The manager is lined up against rivals Mirvac and GPT, which have also been short-listed as potential alternatives to run the AMP Capital Wholesale Office Fund.

At a meeting called by the fund’s trustee board, a number of the 40-odd institutional investors expressed concerns about the manager’s corporate governance issues and indicated their preference for a change.

The drawn-out process to find a new manager was rocked in September by the resignation of three high-profile independent advisers, including former Future Fund property head Barry Brakey.

The advisory committee, comprising Mr Brakey, Wesfarmers director Sharon Warburton and property veteran Paul Say, had been tapped by the fund’s trustee to advise on options earlier this year, with investment bank Jarden running the process.

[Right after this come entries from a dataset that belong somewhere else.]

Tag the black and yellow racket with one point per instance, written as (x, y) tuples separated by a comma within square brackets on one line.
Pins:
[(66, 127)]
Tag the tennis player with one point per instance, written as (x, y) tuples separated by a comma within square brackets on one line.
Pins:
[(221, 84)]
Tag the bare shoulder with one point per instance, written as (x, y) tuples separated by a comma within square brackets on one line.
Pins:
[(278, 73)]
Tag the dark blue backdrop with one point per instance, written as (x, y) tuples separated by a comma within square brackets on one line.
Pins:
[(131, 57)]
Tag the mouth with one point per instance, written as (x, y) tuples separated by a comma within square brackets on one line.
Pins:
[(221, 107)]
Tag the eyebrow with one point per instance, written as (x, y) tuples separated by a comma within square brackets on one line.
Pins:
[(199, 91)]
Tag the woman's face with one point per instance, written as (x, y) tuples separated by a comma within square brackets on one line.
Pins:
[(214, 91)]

The AMP trustee board has since drafted in two other independent directors – corporate veterans Ming Long and Bob McKinnon – both of whom hold non-executive roles elsewhere in the AMP empire.

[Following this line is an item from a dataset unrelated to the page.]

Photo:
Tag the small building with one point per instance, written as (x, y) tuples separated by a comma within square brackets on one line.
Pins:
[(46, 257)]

The fund owns stakes in some of Australia’s best office skyscrapers, including the near complete Quay Quarter Tower in Sydney, and investors are worried that a change in manager, or even accepting a revamped management plan from AMP Capital, could trigger pre-emptive rights held by co-owners.

While the situation remains unclear, enough investors are understood to have told the trustee that they would not vote to keep AMP Capital in place, forming a blocking stake to the manager remaining.

The block against the AMP remaining is estimated at about half the register with influential local superannuation funds the drivers of the push.

The close knit funds have been in talks and have agreed on the need to ensure improved governance, a quality management platform, the alignment of the manager’s interests with investors and to keep the best assets.

But some investment players insisted that a consensus was yet to emerge across the register, which leaves the prospect of Mirvac, which would run the fund as a pooled vehicle, and GPT, which is proposing to merge the trust with its own wholesale office fund, also lacking support.

Other investors pointed to the potentially powerful combination with the GPT vehicle, which has developed a significant pipeline, and the attractive assets on GPT’s own balance sheet. The company is advised by investment bank Barrenjoey.

Investors expect that if AMP does retain management it will cut fees and potentially try to sweeten the pot with other property moves as it did when it unsuccessfully tried to keep hold of the AMP Capital Diversified Property Fund, which was merged with a Dexus vehicle.

The tensions about the real estate fund comes at a sensitive time for AMP, which is looking to spin off its overall private markets division as a separate entity.

AMP Capital has performed well on the retail front and last month won investment of $2.2bn from UniSuper and Cbus Property into a trust that owns Sydney’s Macquarie Centre and Pacific Fair on the Gold Coast.

But concerns about whether the office fund could lose its grip on Quay Quarter Tower could play into the calculus of investors, with some deeming this an “unacceptable” risk if they stay with AMP but part of the decision if they switch managers.

“Our excellent track record … demonstrates our capability to continue delivering for our investors through our market-leading real estate funds management business,” an AMP spokeswoman said.